Tribune de Raphaël Chauvancy, officier des troupes de marine et essayiste à Marianne, qui estime que, aveuglés par l’avènement de la guerre en Ukraine, les commentateurs spéculent depuis sur le choc entre les Russes et le bloc de l’Ouest sans voir que le temps des blocs est révolu et leurs grilles de lecture caduques.
Contribution à la prise de conscience de l’évolution du monde vers la multipolarité permettant de dissiper au passage la prétendue existence d’un « bloc » appelé « Occident » (sans réalité historique ou géopolitique) et de rappeler que la France n’a pas « d’ami américain ».

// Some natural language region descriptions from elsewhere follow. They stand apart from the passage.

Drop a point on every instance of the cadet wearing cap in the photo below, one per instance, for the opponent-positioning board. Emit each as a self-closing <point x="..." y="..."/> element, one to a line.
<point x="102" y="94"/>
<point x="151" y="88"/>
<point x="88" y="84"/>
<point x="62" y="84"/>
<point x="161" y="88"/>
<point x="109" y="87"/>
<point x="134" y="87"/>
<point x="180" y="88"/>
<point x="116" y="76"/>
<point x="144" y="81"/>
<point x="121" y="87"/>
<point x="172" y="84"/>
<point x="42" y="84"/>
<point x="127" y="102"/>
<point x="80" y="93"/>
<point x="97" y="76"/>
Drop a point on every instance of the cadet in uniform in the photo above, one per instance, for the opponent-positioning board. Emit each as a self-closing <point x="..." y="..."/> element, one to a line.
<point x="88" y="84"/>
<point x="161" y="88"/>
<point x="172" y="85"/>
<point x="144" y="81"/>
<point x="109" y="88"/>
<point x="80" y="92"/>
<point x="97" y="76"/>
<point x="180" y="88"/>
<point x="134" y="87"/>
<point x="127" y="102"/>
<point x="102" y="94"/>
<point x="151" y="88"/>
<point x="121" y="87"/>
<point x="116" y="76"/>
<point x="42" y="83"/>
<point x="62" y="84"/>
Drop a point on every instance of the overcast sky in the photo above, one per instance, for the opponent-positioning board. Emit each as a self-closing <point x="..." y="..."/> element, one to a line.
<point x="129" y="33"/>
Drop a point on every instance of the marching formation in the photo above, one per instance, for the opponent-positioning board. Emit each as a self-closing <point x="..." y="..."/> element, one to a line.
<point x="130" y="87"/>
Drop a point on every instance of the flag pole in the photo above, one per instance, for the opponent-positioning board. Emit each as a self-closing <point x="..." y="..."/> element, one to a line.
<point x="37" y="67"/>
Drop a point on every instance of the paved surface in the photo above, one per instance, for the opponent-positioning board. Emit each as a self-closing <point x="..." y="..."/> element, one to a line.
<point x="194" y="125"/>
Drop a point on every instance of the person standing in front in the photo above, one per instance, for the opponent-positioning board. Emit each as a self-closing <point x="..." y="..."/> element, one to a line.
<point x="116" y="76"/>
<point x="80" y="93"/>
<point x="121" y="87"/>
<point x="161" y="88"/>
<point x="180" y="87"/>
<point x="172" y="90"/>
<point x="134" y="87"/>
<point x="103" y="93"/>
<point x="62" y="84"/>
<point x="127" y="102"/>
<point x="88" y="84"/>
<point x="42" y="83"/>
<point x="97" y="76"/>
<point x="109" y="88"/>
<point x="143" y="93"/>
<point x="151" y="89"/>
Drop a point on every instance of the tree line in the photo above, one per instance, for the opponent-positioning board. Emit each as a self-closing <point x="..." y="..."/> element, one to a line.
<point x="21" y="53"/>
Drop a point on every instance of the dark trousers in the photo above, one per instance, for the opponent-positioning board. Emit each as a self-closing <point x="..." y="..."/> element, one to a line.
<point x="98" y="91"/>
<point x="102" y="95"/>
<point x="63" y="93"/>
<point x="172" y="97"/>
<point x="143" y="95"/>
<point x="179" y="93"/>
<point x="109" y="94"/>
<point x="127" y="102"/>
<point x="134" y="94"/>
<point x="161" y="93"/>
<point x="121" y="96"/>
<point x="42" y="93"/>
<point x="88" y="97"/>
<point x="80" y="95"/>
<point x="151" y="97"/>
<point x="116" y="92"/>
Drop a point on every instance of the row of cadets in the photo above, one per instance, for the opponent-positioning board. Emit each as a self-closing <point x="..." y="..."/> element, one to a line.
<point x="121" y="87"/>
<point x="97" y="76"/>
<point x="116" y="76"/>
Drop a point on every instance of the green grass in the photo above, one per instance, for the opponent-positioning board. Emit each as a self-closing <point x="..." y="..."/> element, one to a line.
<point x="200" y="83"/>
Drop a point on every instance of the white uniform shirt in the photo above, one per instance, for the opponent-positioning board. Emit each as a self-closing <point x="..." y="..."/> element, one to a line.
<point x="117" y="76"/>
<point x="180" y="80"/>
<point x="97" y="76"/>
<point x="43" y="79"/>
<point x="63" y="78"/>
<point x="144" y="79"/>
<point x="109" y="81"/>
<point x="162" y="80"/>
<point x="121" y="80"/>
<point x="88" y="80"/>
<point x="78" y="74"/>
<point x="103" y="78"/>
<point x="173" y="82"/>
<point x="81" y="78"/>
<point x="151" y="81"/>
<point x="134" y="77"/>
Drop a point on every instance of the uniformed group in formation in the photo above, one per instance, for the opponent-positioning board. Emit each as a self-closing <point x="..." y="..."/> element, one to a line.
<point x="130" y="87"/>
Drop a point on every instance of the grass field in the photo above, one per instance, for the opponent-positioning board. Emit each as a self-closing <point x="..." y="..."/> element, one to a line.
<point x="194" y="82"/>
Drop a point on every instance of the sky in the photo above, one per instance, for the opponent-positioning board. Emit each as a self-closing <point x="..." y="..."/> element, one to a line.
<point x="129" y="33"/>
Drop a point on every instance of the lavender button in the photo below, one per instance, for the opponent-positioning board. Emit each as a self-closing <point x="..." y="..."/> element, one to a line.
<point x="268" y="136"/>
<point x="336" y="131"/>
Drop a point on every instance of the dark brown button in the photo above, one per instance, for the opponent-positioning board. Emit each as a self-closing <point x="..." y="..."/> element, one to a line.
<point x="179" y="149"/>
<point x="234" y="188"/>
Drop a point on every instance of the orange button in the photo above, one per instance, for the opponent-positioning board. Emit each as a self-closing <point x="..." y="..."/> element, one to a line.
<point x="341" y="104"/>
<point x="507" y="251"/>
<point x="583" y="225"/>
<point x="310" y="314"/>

Chef d’état-major des armées, le général Thierry Burkhard a conceptualisé la fin du cycle guerre-paix au profit du triptyque conflictuel « compétition, contestation, affrontement » qui renouvelle la compréhension des relations internationales et de la distinction classique entre l’ami et l’ennemi. Nous sommes ainsi entrés dans l’âge de la guerre de tous contre tous, celle-ci ne consistant pas nécessairement à tuer des individus mais à détruire, disloquer ou influencer une entité stratégique rivale.

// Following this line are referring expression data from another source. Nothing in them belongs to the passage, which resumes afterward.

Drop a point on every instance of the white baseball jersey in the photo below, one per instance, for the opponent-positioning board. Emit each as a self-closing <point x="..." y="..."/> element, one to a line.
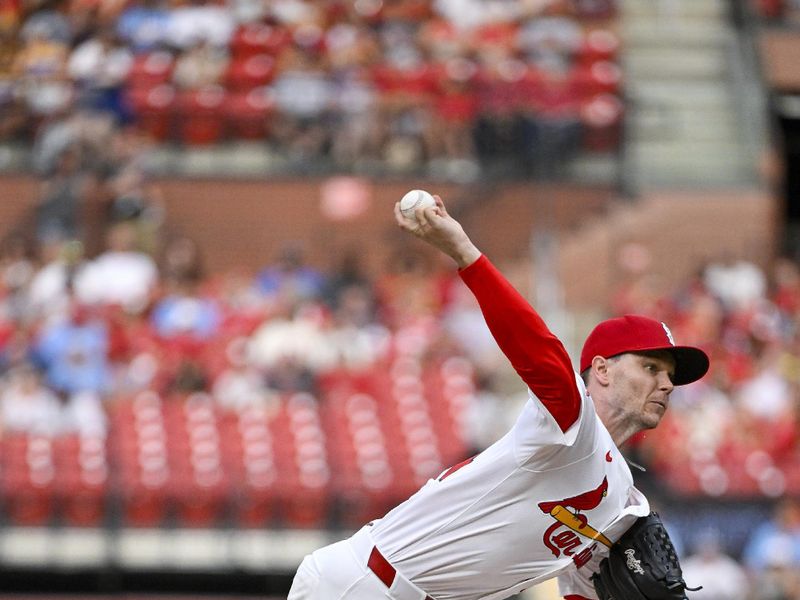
<point x="485" y="530"/>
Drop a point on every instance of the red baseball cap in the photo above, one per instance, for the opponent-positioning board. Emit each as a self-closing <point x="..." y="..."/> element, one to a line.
<point x="634" y="333"/>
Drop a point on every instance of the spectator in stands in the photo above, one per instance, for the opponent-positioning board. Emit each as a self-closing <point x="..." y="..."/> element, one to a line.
<point x="303" y="100"/>
<point x="183" y="311"/>
<point x="199" y="21"/>
<point x="27" y="405"/>
<point x="291" y="280"/>
<point x="49" y="20"/>
<point x="17" y="267"/>
<point x="200" y="65"/>
<point x="143" y="25"/>
<point x="63" y="197"/>
<point x="720" y="575"/>
<point x="74" y="353"/>
<point x="290" y="350"/>
<point x="779" y="579"/>
<point x="357" y="339"/>
<point x="52" y="284"/>
<point x="99" y="67"/>
<point x="736" y="282"/>
<point x="239" y="384"/>
<point x="40" y="65"/>
<point x="121" y="275"/>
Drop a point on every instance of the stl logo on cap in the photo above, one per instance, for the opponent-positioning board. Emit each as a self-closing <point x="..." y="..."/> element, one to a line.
<point x="669" y="333"/>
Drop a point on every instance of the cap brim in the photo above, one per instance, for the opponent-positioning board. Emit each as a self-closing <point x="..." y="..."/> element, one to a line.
<point x="690" y="363"/>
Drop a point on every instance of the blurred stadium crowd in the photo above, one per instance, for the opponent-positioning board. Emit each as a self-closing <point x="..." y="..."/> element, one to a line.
<point x="372" y="86"/>
<point x="140" y="390"/>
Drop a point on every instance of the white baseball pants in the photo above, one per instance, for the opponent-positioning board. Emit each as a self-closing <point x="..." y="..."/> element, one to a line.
<point x="339" y="572"/>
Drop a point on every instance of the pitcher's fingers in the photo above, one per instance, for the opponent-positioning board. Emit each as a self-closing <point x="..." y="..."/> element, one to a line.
<point x="401" y="219"/>
<point x="440" y="205"/>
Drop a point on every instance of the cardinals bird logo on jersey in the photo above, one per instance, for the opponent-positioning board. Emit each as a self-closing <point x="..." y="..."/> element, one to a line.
<point x="563" y="535"/>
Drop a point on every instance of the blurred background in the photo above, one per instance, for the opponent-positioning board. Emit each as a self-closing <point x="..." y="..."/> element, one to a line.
<point x="217" y="351"/>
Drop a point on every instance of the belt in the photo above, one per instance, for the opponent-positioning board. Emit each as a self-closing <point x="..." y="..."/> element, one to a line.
<point x="383" y="569"/>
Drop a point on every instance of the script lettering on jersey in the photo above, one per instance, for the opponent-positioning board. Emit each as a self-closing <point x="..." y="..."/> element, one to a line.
<point x="563" y="536"/>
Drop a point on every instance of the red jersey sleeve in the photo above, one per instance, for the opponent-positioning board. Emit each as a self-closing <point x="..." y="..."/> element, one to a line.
<point x="536" y="354"/>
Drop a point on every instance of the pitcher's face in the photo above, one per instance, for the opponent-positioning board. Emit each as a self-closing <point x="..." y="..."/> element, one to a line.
<point x="641" y="385"/>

Premier élément du nouveau triptyque stratégique, l’affrontement désigne le choc militaire entre ennemis qui recherchent mutuellement à détruire leurs forces comme le font aujourd’hui l’Ukraine et la Russie. Il s’agit d’un modèle connu où les protagonistes peuvent éventuellement compter sur des alliés dont les arrière-pensées s’effacent en partie devant l’impératif d’immédiateté. La contestation, elle, se rapporte aux guerres hybrides où les adversaires se portent des coups indirects dans tous les domaines possibles afin de disloquer leur puissance stratégique. Cette approche ouvre la porte à la défense d’intérêts ou de vues contradictoires même entre associés. On le voit en Ukraine où les Anglo-Saxons d’une part, les Français et les Allemands d’autre part, ont le même adversaire mais pas les mêmes vues.
Compétition
La compétition, enfin, est le domaine de la guerre par le milieu social, que les Anglo-Saxons nomment « political warfare ». Elle consiste à agir sur les structures mêmes de la cible, qu’elles soient politiques, sociales, économiques ou cognitives, pour programmer ses réactions. Dans ce type de guerre souterraine, on ne trouve de partenaires que circonstanciels et chaque acteur constitue lui-même une cible potentielle. Cette nouvelle donne laisse, certes, la part belle aux alliances militaires. Celle entre la France et les États-Unis résiste ainsi à tous les aléas et il est à peu près certain qu’en cas d’affrontement majeur, leurs armées combattraient côte à côte.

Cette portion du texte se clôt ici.